The bill, introduced by Sen. Martin J. Golden (R-Brookly) and supported by Sen. Lee Zeldin (R-Shirley), comes two weeks after a Shirley man objected to the sentence being given to the unlicensed driver who struck his daughter and left her dying in the middle of Mastic Road.

"Many drivers believe if they are intoxicated or under the influence of drugs, they risk more jail time by staying at the scene," Zeldin said. "It is a problem with state law that needs to be fixed. You're not going to see any benefit [any longer] from leaving the scene."
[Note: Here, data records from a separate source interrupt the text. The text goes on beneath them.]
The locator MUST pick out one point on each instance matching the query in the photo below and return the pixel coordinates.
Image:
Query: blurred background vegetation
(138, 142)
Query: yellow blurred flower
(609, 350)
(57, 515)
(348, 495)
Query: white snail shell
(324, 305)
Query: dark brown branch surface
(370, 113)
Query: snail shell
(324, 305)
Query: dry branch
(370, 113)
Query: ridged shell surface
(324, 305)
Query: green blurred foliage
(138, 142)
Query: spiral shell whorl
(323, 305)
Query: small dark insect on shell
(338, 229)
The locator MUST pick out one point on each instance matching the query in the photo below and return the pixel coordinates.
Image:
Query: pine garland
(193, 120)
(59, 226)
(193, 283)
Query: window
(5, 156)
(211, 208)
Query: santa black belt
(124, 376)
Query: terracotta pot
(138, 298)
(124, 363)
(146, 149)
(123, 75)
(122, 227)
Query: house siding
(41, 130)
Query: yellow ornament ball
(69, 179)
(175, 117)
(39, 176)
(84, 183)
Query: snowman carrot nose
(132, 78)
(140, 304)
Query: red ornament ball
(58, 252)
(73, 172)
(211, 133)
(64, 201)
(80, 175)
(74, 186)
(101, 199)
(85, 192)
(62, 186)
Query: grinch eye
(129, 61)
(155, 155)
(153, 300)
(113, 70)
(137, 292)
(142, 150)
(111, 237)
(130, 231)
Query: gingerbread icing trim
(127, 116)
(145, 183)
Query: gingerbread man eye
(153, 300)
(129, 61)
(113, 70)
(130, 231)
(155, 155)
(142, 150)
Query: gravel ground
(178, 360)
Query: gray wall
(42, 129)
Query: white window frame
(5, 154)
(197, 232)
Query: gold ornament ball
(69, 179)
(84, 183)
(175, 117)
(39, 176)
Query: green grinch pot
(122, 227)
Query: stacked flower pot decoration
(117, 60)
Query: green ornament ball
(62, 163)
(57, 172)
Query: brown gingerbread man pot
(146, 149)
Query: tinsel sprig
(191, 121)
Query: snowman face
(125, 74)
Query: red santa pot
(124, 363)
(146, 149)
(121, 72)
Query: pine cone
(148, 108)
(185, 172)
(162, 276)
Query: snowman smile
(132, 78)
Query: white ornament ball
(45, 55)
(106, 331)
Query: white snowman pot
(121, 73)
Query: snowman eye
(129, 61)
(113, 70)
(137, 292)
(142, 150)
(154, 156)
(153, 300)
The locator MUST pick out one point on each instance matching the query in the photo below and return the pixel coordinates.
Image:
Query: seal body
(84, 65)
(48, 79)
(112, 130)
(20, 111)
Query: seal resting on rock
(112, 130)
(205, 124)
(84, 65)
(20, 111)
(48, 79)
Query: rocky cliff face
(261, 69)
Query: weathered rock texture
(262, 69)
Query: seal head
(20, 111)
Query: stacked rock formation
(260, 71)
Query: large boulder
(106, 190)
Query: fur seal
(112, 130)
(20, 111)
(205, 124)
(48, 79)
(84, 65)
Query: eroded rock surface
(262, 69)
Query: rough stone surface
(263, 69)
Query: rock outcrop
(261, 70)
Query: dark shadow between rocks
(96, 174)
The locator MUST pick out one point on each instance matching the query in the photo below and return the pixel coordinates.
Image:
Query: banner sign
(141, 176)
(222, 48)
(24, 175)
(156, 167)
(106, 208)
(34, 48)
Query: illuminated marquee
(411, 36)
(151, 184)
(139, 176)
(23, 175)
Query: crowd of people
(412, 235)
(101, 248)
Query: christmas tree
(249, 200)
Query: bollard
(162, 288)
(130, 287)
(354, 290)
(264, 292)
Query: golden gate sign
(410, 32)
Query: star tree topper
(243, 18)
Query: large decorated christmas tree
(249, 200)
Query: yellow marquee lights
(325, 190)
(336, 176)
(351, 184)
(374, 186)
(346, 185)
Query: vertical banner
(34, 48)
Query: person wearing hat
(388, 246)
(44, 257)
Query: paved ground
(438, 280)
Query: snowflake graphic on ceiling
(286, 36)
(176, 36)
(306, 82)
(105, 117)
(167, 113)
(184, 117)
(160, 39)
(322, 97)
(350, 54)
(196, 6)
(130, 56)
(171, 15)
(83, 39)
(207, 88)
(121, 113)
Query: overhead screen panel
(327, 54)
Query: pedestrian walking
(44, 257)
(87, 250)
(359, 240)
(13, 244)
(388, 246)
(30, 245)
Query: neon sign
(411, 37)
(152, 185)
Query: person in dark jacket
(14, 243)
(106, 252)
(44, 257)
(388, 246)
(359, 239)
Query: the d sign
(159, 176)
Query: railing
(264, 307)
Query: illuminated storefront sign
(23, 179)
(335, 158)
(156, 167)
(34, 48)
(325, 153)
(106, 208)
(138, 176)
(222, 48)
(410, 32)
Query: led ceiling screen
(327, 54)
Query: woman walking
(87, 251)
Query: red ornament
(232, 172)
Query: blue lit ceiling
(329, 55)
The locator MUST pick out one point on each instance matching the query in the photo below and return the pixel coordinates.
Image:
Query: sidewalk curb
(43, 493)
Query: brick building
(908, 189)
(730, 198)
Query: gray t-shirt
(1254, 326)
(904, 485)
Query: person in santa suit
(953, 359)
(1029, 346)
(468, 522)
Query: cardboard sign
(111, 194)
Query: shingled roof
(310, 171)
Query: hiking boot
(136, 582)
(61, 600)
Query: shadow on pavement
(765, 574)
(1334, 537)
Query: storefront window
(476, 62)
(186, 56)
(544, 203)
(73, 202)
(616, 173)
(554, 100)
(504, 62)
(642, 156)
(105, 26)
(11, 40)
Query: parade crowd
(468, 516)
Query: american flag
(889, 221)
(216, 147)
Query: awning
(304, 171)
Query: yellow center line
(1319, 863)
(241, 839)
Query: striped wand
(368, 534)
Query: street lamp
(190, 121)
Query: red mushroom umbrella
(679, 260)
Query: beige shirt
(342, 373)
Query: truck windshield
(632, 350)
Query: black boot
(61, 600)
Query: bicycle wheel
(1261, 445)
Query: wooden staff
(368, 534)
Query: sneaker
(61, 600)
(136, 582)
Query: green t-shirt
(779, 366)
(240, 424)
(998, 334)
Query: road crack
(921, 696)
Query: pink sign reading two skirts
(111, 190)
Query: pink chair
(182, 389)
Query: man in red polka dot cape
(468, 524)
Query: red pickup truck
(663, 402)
Golden's bill, which is co-sponsored by most of the Long Island State Senate delegation as well as Assembs. Ed Hennessey (D-Medford) and Fred Thiele Jr. (I-Sag Harbor), increases the maximum penalty for leaving the scene of a fatal accident to 5 to 15 years in prison, the same as second-degree manslaughter. The maximum now is 2 1/3 to 7 years.

Dennis Hughes of Shirley, backed by Suffolk District Attorney Thomas Spota, called for tougher penalties after Preston Mimms was sentenced to 1 1/3 to 4 years in prison for the death of Erika Hughes, 24. Spota again demanded action earlier this week on a day when three people were charged in hit-and-run crashes.

Spota was pleased with the rapid response from legislators."It'll be exactly what I asked for," he said.

The penalty for leaving the scene of an accident with injuries also will increase if the bill passes. The maximum now is 1 1/3 to 4 years. If the bill passes, it would be 2 1/3 to 7 years. Zeldin said an identical bill passed the State Senate in 2011. He said he hopes the backing of Democrats this year helps it pass the Assembly this time.

Dennis Hughes could not be reached for comment Friday.